Perioperative hemodynamic parameters of blood pressure, heart rate, and ECG were stable. The respiratory rate and peripheral oxygen saturation were comparable between the groups. There was no complaint of difficulty in breathing or any clinical evidence of diaphragmatic palsy or pneumothorax in any patient. No complications of anesthetic technique or drug-related adverse effects such as nausea, vomiting, pruritus, or dry mouth were observed in any patient.


  Discussion Top


Brachial plexus blockade is commonly performed regional anesthetic technique for forearm and hand surgeries, and its blockage provides good surgical anesthesia. It is most compactly arranged in supraclavicular region, and hence smaller volume of local anesthetic drug produces reliable and intense block with optimal tourniquet coverage. Supraclavicular approach is easy to perform even if arm is immobilized.

During the present study, the brachial plexus was successfully blocked under ultrasound guidance, and the anatomical variations of important structures, individual nerves, and accurate needle placement could be visualized at brachial plexus site before infiltration of study drug solutions.

Most studies have shown effective surgical anesthesia with negligible side effects with ultrasound guidance as compared to conventional techniques.
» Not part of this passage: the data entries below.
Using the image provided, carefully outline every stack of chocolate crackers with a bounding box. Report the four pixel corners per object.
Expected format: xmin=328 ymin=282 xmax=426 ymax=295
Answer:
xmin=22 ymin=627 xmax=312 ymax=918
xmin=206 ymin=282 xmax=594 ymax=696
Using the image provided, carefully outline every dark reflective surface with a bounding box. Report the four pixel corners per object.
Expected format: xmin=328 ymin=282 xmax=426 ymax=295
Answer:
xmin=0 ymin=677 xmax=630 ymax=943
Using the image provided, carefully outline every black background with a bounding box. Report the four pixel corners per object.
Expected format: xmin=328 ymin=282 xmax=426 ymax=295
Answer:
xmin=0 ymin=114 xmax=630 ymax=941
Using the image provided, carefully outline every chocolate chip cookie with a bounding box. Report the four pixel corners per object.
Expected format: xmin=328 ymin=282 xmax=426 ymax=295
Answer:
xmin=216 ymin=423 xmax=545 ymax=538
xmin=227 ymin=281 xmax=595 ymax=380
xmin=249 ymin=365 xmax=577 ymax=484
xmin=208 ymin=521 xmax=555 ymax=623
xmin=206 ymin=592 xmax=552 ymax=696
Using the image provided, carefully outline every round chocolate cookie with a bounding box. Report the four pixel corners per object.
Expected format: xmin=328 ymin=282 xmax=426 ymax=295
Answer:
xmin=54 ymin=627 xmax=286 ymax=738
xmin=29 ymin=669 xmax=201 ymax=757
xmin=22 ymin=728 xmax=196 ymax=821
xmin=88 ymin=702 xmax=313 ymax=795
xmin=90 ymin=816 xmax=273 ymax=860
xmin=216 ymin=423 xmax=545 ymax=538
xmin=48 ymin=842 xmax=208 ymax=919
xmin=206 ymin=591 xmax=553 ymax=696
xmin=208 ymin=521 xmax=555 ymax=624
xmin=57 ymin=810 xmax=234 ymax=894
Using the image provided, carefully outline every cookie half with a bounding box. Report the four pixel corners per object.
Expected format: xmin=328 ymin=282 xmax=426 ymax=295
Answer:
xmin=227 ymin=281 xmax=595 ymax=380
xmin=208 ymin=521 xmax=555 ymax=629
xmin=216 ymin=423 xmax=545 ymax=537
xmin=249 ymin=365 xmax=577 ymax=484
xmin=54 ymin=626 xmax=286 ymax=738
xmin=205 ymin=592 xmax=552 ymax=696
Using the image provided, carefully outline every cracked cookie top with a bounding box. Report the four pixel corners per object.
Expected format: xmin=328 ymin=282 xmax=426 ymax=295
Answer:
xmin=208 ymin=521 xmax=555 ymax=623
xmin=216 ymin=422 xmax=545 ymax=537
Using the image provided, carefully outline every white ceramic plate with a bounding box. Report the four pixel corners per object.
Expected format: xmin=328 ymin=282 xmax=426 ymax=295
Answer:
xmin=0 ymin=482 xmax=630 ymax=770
Neal et al. concluded that there was significant reduction in the frequency of complication of nerve injury, vascular puncture, and hemi-diaphragmatic paresis under ultrasound guidance. [1] Sαinz López et al. demonstrated that ultrasound guidance enabled the use of reduced dose of local anesthetic for supraclavicular brachial plexus block to minimize the risks of the systemic toxicity of local anesthetic drugs. [11] In the present study, we have used only 100 mg of bupivacaine to establish the effective block and our assessment was in accordance to their findings.
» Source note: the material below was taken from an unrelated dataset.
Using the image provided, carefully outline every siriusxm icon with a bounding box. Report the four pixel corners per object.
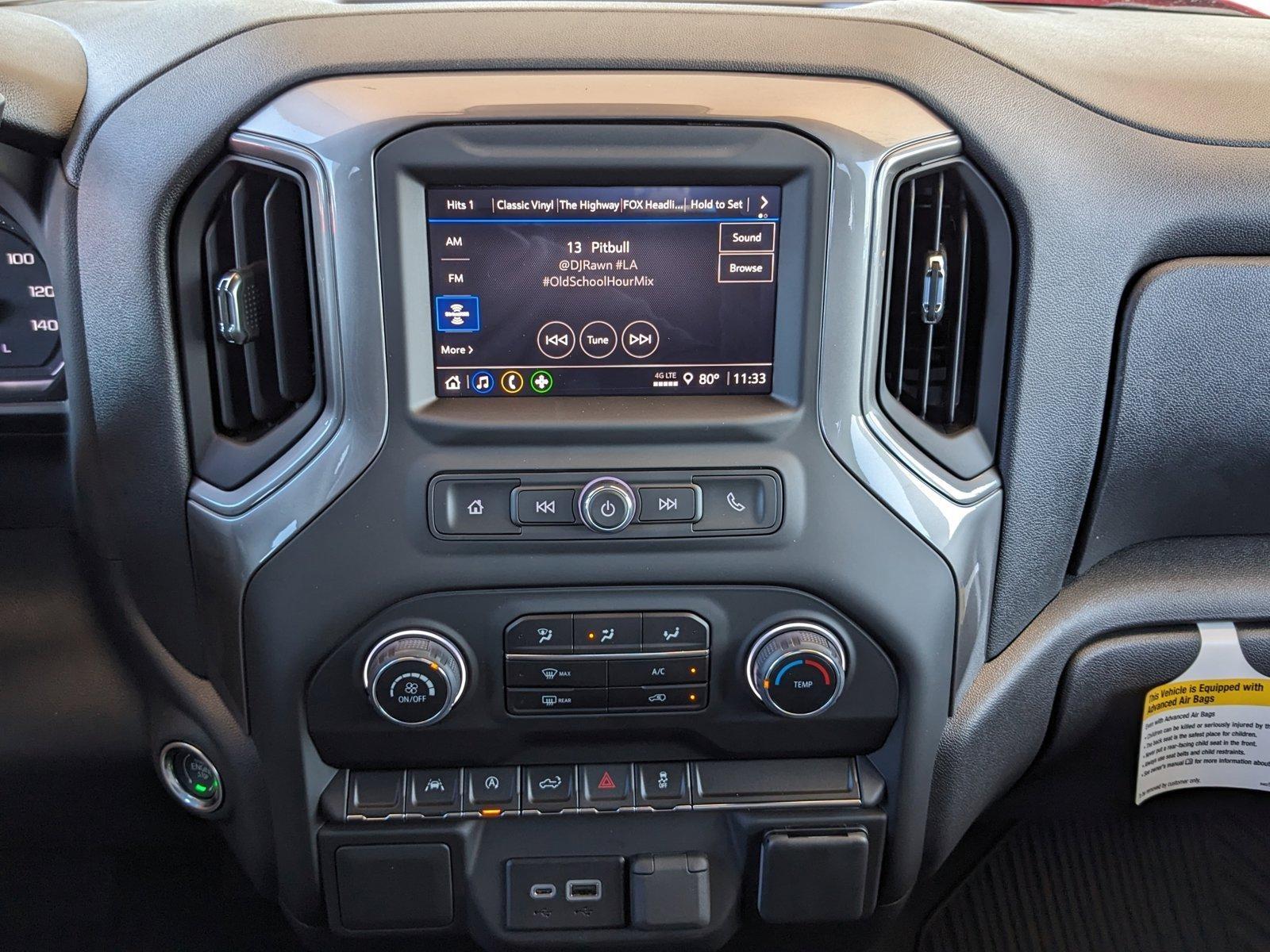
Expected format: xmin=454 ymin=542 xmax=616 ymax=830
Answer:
xmin=436 ymin=294 xmax=480 ymax=334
Different opioids' medications have been added to local anesthetic to improve the quality and duration of postoperative analgesia of peripheral nerve blocks. [12] Many previous studies have attempted to determine whether the addition of opioid to local anesthetics would improve the clinical efficacy of peripheral nerve blocks and demonstrated that different types of opioids act well on peripheral nerve through stimulation of opioid receptor, but they were associated with unacceptable adverse effects. Tramadol and fentanyl were commonly used as adjuvant to local anesthetic drug in brachial plexus block. [13] Systemic review of various adjuvants for brachial plexus block suggested that the nalbuphine appeared to possess greater analgesic efficacy with minimal adverse effects.

Nalbuphine is a mixed k-agonist and μ-antagonist opioid, and its affinity to k-opioid receptors results in analgesia, sedation, and cardiovascular stability with minimal respiratory depression. It may potentiate local anesthetic action through central opioid receptor-mediated analgesia by peripheral uptake of nalbuphine to systemic circulation.

Young et al. demonstrated that opioid receptors and various macromolecules in the nerve undergo axonal flow. [14] Opioids penetrate the nerve membrane and act at the dorsal horn. Laudren showed that proteins undergo bidirectional axonal transport and speculated that these receptors circulate endorphins, their endogenous ligands, in addition to exogenous opioids which prove that opioids act directly on peripheral nervous system. [15]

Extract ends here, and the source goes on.